Avant même de toucher à la farine, on prépare la levure. Dans un bol, verser l’eau tiède, ajouter le sucre, puis la levure, et laisser reposer dix minutes sans y toucher. Au bout de ce temps, la surface doit être mousseuse, légèrement gonflée, avec une odeur de fermentation fraîche. Si rien ne se passe, la levure est morte — mieux vaut le savoir maintenant que de gâcher deux heures de repos pour une pâte qui ne lèvera jamais. Ce test d’activation est la seule vraie étape de vérification de la recette, et elle ne coûte rien.

Activer la levure avant tout
Le pétrissage, c’est l’étape qui fait tout. Dix à douze minutes à la main pour développer le gluten et obtenir cette élasticité caractéristique.

Pétrir jusqu’à sentir la différence

Dans un grand saladier, mélanger la farine et le sel à sec, puis incorporer progressivement le mélange eau-levure. Au début, la pâte est collante, grumeleuse, un peu ingrate. On la bascule sur un plan de travail fariné et on commence à pétrir : pousser avec la paume, replier, faire pivoter d’un quart de tour, recommencer. Après cinq minutes, le changement devient perceptible — la pâte commence à se lisser, à perdre son côté rugueux. Après dix à douze minutes, elle est souple, légèrement élastique sous la pression du doigt, et se détache proprement du plan de travail. C’est ce développement du gluten qui donnera la structure alvéolée de la mie. On ne peut pas raccourcir cette étape sans en payer le prix au résultat final.

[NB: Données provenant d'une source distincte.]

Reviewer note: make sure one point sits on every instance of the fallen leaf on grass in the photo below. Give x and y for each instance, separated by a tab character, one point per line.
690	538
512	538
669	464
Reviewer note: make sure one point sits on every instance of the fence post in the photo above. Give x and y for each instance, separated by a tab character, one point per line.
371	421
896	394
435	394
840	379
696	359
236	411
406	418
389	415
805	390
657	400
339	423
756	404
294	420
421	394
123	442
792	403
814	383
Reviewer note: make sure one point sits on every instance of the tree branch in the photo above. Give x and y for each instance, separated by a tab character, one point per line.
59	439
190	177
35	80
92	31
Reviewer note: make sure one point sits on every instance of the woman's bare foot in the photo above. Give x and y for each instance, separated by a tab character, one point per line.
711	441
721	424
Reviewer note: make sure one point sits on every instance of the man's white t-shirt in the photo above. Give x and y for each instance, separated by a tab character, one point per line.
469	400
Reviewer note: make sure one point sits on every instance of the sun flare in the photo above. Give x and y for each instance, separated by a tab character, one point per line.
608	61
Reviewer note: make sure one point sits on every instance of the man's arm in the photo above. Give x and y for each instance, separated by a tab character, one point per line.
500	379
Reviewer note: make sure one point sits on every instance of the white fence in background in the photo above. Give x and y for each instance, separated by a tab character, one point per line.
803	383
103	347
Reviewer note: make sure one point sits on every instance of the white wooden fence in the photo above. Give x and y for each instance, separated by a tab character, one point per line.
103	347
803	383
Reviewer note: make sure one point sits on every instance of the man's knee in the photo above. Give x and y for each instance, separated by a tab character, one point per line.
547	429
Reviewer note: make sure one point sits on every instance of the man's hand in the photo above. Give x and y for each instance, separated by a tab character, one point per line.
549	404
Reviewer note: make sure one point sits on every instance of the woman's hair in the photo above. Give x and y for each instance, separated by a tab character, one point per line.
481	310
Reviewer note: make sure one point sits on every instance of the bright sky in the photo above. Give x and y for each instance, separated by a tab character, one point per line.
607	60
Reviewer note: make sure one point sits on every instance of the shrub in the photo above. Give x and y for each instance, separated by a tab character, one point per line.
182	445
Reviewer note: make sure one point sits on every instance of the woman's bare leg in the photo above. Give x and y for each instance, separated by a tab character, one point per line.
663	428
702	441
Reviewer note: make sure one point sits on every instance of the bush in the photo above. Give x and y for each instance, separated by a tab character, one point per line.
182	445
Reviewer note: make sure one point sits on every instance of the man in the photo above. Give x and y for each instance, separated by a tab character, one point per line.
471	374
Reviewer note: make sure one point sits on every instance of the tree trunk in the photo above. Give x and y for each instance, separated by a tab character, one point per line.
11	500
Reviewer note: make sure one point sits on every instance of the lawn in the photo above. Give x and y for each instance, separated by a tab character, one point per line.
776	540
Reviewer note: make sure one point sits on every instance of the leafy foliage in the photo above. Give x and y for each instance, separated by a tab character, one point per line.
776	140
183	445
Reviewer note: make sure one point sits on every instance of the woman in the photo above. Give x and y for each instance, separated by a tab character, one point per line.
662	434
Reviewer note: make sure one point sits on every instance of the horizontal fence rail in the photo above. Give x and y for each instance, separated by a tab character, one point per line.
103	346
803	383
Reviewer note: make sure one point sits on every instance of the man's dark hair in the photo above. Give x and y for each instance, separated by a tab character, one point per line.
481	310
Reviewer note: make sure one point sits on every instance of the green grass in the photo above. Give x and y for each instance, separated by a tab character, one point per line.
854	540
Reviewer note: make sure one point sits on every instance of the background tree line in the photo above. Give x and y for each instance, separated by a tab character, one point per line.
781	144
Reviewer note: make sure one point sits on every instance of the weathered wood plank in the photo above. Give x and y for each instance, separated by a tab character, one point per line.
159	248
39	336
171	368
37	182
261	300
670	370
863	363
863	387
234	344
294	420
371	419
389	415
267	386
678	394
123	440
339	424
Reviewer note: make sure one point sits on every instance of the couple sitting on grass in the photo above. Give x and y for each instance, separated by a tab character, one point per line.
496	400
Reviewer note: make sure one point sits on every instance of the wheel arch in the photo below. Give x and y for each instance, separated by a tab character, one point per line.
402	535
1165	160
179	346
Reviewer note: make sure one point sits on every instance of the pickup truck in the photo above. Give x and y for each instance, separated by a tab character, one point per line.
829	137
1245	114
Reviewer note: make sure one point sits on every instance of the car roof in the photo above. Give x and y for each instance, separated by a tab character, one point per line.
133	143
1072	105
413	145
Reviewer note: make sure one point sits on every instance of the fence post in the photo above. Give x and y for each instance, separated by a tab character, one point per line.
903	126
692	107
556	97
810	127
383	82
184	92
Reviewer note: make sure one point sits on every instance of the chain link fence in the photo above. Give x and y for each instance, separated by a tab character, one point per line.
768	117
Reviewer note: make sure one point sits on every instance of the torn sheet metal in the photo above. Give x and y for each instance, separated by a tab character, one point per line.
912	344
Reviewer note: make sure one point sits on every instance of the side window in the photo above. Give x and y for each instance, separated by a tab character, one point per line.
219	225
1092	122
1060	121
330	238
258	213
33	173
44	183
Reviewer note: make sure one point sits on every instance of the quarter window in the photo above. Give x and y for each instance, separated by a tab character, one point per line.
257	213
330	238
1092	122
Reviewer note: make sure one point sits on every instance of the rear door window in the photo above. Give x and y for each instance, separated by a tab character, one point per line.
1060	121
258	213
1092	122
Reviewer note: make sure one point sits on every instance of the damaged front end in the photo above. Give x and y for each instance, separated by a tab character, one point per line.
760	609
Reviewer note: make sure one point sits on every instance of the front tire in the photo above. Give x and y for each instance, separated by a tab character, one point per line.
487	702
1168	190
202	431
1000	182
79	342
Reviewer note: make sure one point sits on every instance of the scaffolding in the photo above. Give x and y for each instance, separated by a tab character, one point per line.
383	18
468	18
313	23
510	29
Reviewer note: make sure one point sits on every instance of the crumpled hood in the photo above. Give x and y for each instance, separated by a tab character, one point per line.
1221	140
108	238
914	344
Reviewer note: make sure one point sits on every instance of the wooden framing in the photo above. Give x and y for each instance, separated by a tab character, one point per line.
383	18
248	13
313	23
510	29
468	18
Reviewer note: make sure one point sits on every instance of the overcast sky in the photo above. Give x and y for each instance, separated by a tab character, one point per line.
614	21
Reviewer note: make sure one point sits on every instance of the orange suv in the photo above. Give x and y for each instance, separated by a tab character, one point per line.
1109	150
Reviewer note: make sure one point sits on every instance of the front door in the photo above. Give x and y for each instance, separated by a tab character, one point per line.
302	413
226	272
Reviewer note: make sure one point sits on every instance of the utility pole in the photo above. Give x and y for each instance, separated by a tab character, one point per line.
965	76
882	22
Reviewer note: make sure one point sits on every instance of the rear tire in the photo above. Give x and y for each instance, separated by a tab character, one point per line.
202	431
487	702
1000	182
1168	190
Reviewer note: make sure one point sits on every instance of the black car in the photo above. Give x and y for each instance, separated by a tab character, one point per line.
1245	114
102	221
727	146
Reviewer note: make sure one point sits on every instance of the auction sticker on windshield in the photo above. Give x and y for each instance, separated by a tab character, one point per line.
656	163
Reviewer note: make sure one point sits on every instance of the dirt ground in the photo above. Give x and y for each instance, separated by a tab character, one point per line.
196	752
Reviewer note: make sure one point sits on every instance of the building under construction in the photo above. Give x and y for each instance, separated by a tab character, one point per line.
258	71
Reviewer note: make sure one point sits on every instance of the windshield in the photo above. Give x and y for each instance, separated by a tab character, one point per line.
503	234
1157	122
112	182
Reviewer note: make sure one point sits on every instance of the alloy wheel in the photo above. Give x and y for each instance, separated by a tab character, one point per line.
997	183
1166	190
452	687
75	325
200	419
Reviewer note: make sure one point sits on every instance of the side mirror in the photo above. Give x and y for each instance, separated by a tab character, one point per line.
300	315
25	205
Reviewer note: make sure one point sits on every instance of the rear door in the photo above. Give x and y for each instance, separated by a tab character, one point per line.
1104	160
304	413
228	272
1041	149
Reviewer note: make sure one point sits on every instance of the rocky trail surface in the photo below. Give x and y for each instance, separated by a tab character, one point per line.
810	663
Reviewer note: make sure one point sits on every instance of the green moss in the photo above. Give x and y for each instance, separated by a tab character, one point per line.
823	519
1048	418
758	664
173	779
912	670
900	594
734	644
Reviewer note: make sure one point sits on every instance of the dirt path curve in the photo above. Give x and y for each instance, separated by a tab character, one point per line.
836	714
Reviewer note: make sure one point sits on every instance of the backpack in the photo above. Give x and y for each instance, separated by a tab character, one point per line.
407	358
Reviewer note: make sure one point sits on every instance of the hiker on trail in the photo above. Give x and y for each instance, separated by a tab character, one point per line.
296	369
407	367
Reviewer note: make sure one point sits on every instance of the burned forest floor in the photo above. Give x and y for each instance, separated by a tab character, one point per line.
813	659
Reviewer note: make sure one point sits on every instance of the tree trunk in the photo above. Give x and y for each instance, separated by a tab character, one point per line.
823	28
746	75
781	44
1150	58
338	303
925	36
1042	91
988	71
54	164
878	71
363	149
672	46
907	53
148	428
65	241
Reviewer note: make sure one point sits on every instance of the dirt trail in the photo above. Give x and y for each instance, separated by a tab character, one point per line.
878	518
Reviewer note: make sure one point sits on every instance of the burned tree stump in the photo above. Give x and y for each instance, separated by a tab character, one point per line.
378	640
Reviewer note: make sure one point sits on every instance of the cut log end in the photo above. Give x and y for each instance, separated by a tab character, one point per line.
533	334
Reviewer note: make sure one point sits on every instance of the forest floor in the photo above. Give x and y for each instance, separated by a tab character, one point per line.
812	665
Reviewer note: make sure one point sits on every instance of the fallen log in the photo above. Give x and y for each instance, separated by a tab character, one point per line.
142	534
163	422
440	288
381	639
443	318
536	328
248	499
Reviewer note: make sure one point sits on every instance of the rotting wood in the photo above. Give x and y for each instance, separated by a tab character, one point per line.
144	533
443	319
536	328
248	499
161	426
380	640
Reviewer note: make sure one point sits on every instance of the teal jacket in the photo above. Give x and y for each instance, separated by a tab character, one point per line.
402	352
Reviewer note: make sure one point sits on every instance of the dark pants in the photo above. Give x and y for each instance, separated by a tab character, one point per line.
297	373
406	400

Deux repos, deux transformations

La pâte pétrie va dans un saladier légèrement huilé, recouverte d’un torchon propre. Elle doit doubler de volume en une heure et demie à deux heures dans un endroit tiède — près d’un radiateur, ou dans un four éteint avec juste la lumière allumée. À ce stade, la pâte a une odeur légèrement acidulée, presque fermentée, qui indique que les ferments travaillent bien. On la dégaze doucement en appuyant avec le poing, on divise en trois portions, on façonne les baguettes, et on les laisse reposer une deuxième fois trente à quarante-cinq minutes sur la plaque de cuisson. Cette deuxième pousse est décisive pour la légèreté de la mie finale — la sauter donne une baguette dense et compacte.

Façonner sans déchirer

Pour former chaque baguette, on aplatit légèrement la portion de pâte avec la paume, on replie un tiers vers le centre comme une lettre, puis l’autre côté, et on roule doucement en allongeant. Le geste doit rester ferme mais sans agressivité : si on force trop, on déchire le réseau de gluten qu’on vient de construire au pétrissage. Les extrémités se pincent pour se fermer. La baguette obtenue n’a pas besoin d’être parfaite — une légère irrégularité est normale et préférable à une forme trop moulée. Avant d’enfourner, on trace trois ou quatre entailles en diagonale avec une lame bien aiguisée : ces scarifications permettent à la pâte de se développer de façon contrôlée au four plutôt que d’éclater de façon aléatoire sur les côtés.

La vapeur fait la croûte

Le four préchauffé à 240°C est indispensable — une baguette posée dans un four froid ne développe pas correctement. Avant d’enfourner, on place un petit récipient d’eau chaude dans le bas du four, ou on projette quelques jets d’eau sur les parois avec un vaporisateur. Cette vapeur en début de cuisson ralentit la formation de la croûte, ce qui laisse la pâte gonfler librement avant que la surface ne se fige. Sans vapeur, la croûte se forme trop vite, elle bloque la pousse et on obtient un pain compact avec une surface terne. Au bout de vingt à vingt-cinq minutes, les baguettes doivent être bien dorées, avec une peau qui sonne creux quand on tape le dessous. On les sort sur une grille — jamais directement sur une surface plane — pour que l’air circule sous la base et préserve le croustillant.